Holders of the green card can enjoy the same rights as Beijing natives in terms of house buying and children's education. But related problems remain.

Reform of the household registration system

There are almost 4 million elderly Beijing residents who are economically inactive, while around 6-7 million immigrants are young or middle-aged people who can make their own living. Analysis suggests that the incomers contribute one third of Beijing's GDP, but their contribution to GDP is not matched by their share of benefits.

Take Su Qi for example. According to Beijing regulations, allowances like traffic subsidy, fuel subsidy etc. are all added to her 5,000 yuan month salary for tax calculation purposes. As a result, each month she has to pay 370 yuan in income tax. She also has to pay tax on any additional income in both cash and kind. Su Qi does not understand why she should pay income tax and sales taxes like any Beijing native, but does not enjoy equal welfare benefits. Completing her registration form as an itinerant worker, Su Qi also experienced discrimination when she was investigated for any possible involvement in illegal activities such as hawking obscene CDs.

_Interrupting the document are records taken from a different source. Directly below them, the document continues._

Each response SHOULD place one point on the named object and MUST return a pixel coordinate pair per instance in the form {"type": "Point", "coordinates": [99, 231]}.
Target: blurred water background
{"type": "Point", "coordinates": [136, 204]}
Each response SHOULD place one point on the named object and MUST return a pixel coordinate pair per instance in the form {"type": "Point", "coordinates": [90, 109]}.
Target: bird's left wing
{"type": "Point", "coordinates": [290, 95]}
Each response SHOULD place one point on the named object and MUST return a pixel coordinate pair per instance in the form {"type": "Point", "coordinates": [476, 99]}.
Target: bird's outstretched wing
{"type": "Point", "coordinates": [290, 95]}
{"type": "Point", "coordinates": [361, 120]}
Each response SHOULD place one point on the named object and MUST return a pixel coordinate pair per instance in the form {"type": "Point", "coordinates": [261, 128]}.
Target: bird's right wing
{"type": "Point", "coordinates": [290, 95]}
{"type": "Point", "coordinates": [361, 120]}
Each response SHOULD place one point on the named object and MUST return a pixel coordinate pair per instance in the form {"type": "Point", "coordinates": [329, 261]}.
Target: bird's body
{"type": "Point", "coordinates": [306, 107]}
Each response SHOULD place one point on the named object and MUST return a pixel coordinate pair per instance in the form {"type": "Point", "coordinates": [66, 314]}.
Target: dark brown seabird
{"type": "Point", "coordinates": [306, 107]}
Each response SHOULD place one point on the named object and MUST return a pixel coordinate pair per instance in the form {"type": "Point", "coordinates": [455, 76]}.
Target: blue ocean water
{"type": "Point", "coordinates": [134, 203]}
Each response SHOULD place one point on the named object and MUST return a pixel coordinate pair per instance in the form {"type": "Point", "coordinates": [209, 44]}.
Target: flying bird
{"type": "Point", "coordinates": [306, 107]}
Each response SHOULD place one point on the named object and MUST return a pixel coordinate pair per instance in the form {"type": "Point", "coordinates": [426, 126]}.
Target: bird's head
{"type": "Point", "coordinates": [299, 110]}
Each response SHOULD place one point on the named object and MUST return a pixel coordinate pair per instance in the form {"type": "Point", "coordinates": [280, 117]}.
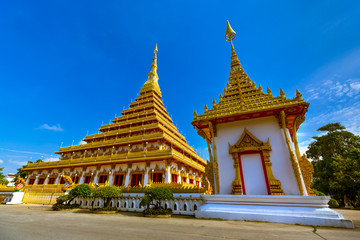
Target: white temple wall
{"type": "Point", "coordinates": [261, 128]}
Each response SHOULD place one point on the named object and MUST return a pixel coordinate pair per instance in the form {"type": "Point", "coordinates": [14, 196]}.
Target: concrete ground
{"type": "Point", "coordinates": [39, 222]}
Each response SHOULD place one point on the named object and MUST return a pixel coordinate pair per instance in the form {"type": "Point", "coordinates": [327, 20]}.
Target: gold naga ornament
{"type": "Point", "coordinates": [68, 183]}
{"type": "Point", "coordinates": [20, 184]}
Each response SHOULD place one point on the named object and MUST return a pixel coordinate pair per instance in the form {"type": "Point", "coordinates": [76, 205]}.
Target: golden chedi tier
{"type": "Point", "coordinates": [140, 147]}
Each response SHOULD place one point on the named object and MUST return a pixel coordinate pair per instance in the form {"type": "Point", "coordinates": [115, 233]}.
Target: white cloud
{"type": "Point", "coordinates": [347, 116]}
{"type": "Point", "coordinates": [20, 151]}
{"type": "Point", "coordinates": [55, 128]}
{"type": "Point", "coordinates": [303, 150]}
{"type": "Point", "coordinates": [18, 162]}
{"type": "Point", "coordinates": [333, 90]}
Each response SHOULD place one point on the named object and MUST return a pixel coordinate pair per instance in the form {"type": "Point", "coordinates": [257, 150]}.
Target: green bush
{"type": "Point", "coordinates": [106, 209]}
{"type": "Point", "coordinates": [157, 211]}
{"type": "Point", "coordinates": [63, 199]}
{"type": "Point", "coordinates": [82, 190]}
{"type": "Point", "coordinates": [60, 206]}
{"type": "Point", "coordinates": [318, 193]}
{"type": "Point", "coordinates": [106, 193]}
{"type": "Point", "coordinates": [154, 195]}
{"type": "Point", "coordinates": [333, 203]}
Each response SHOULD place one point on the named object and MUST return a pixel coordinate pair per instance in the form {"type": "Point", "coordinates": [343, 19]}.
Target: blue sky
{"type": "Point", "coordinates": [68, 66]}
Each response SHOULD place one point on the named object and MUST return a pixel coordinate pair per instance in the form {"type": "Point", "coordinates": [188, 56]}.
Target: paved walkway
{"type": "Point", "coordinates": [39, 222]}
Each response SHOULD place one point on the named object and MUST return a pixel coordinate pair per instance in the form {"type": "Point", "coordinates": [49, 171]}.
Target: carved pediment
{"type": "Point", "coordinates": [248, 142]}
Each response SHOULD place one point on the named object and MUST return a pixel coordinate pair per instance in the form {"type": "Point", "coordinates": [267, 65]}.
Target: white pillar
{"type": "Point", "coordinates": [127, 178]}
{"type": "Point", "coordinates": [81, 180]}
{"type": "Point", "coordinates": [95, 177]}
{"type": "Point", "coordinates": [146, 176]}
{"type": "Point", "coordinates": [167, 175]}
{"type": "Point", "coordinates": [57, 180]}
{"type": "Point", "coordinates": [36, 180]}
{"type": "Point", "coordinates": [111, 177]}
{"type": "Point", "coordinates": [27, 180]}
{"type": "Point", "coordinates": [46, 179]}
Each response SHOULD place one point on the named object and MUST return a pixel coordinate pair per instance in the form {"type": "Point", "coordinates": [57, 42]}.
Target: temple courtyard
{"type": "Point", "coordinates": [29, 221]}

To reform the household registration system, Hu suggests separating its registration function from the attached welfare rights, and setting up a profit incentive system. Li proposes that each person should apply for a Household Registration and Social Security Card containing their personal information that can be internet-linked and kept secure by the government. The card could be a means of reference for participation in welfare benefits such as public education and medical care.

Ten years – a watershed

Among the floating population of Beijing, 90 percent have been here for more than six months, and 50 percent for more than five years. The average length of stay is 6 years. Nearly 60 percent of the newborn in Beijing are from immigrant families.

Many incomers like Su Qi felt that the longer you live in Beijing, the more determined you become. As lifestyle stabilizes, the desire for permanent residence grows stronger.

According to Li and Hu, residency should fall into three categories as follows:

1. Short-term residence (6 months-3 years): Incomers should enjoy some of the rights of Beijing residents;

2. Long-term residence (3-10 years): Incomers should enjoy further rights;

3. Permanent residence (over 10 years): Incomers should be recognized as permanent residents and enjoy full civic rights.

Li also suggested that a modern city should be open, and provide a fair system for the protection of all its residents.

"I love Beijing, and I hope Beijing can love me back," said Su Qi.